Je ne partage pas totale­ment l’avis de notre cama­rade sur la nociv­ité de ces par­adis fis­caux. En effet, c’est la seule pos­si­bil­ité pour le con­tribuable qui en a assez d’être plumé pour ali­menter le ton­neau des Danaïdes des États mal gérés dirigés par des politi­ciens dém­a­gogues et dont le seul souci est de ven­dre au plus grand nom­bre des lende­mains qui chantent en prél­e­vant unique­ment sur la minorité entre­pre­neuri­ale et com­merçante qui prend des risques des ressources qui seraient mieux affec­tées au développe­ment de leurs activités.

Avec le suf­frage uni­versel et le fait que 25% de notre pop­u­la­tion active appar­tient à la fonc­tion publique ou des entre­pris­es d’E­tat à statut priv­ilégié, il est impos­si­ble chez nous de baiss­er les dépens­es publiques parce qu’au­cun politi­cien ne se ris­quera à se fâch­er avec un élec­torat si puis­sant qui vit des trans­ferts fis­caux.
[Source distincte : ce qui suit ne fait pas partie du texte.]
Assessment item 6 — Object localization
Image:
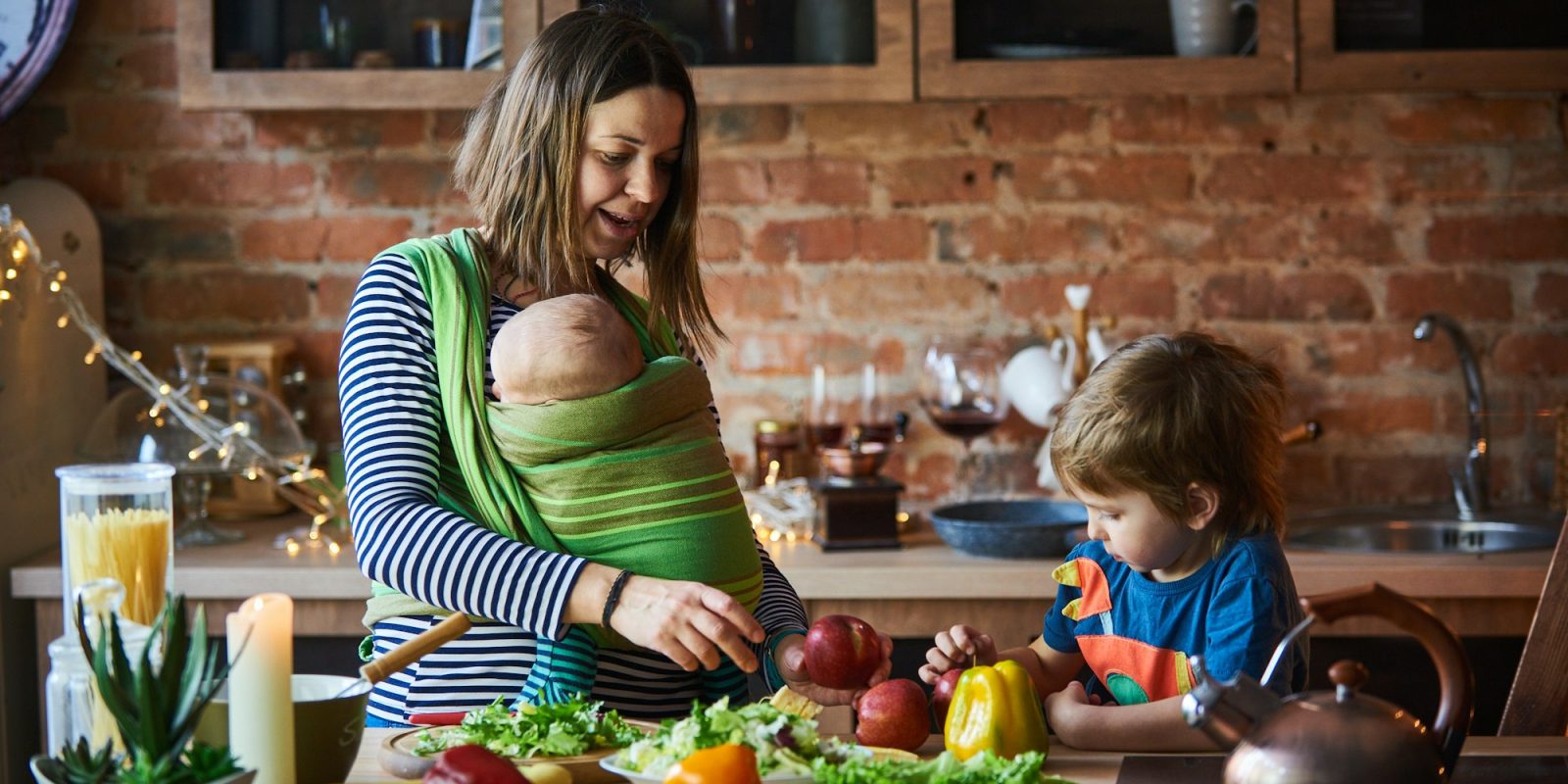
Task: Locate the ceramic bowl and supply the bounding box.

Résul­tat, la classe moyenne française con­tin­ue à s’ap­pau­vrir par rap­port à ses homo­logues des grands pays indus­triels du monde et, comme elle n’a pas les moyens financiers des grandes for­tunes qui peu­vent se pay­er les avo­cats et spé­cial­istes en droit fis­cal et ain­si ne pas pay­er des impôts con­fis­ca­toires, c’est la classe moyenne qui paie l’essen­tiel des impôts type IRPP ou ISF parce qu’elle n’a pas les moyens d’y échapper.

Il faut com­pren­dre l’in­dus­triel ou la pro­fes­sion libérale qui a pris le chemin de la Suisse ou du Lux­em­bourg pour ten­ter d’avoir quelques économies de côté pour le jour l’heure de la retraite sera venue. Avec ce qui se passe actuelle­ment, si on garde tout son pat­ri­moine en France, on risque de se le voir con­fis­quer légale­ment par un ISF aber­rant ou, si on doit le ven­dre parce que la retraite promise n’est pas au ren­dez vous, des impôts sur des plus val­ues lorsque ces économies ont été accu­mulées depuis longtemps.
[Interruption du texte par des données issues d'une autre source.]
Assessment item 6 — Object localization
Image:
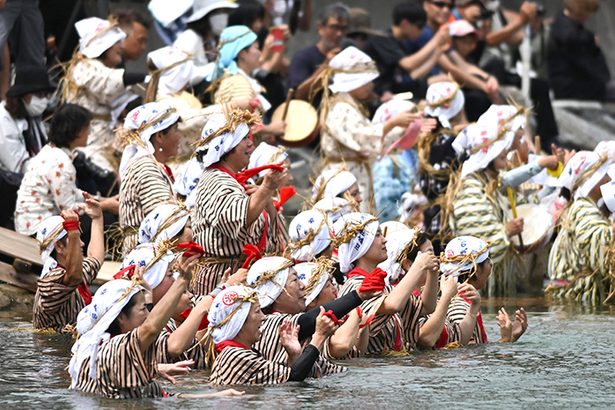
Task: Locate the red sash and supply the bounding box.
[215,340,250,353]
Où est la Jus­tice dans cet univers ? Les ban­dits de grands chemins ont des papiers d’i­den­tité plus en règle que les hon­nêtes gens, et, si les actuels par­adis fis­caux dis­parais­sent, ils sauront en recréer sous des nou­velles formes et con­tin­ueront leur busi­ness en toute impunité.

De même ce n’est pas une note de ser­vice qui inter­di­ra la cor­rup­tion dans le Monde et je mets au défi les entre­pris­es qui tra­vail­lent au Moyen Ori­ent ou en Asie de prou­ver qu’elles n’ont pas ver­sé de com­mis­sions pour obtenir des marchés, en par­ti­c­uli­er pour les arme­ments et les avions…

Alors lais­sons au moins au con­tribuable de base la pos­si­bil­ité de ne pas se faire rack­et­ter pour sat­is­faire la boulim­ie de dém­a­gogie des hommes politiques.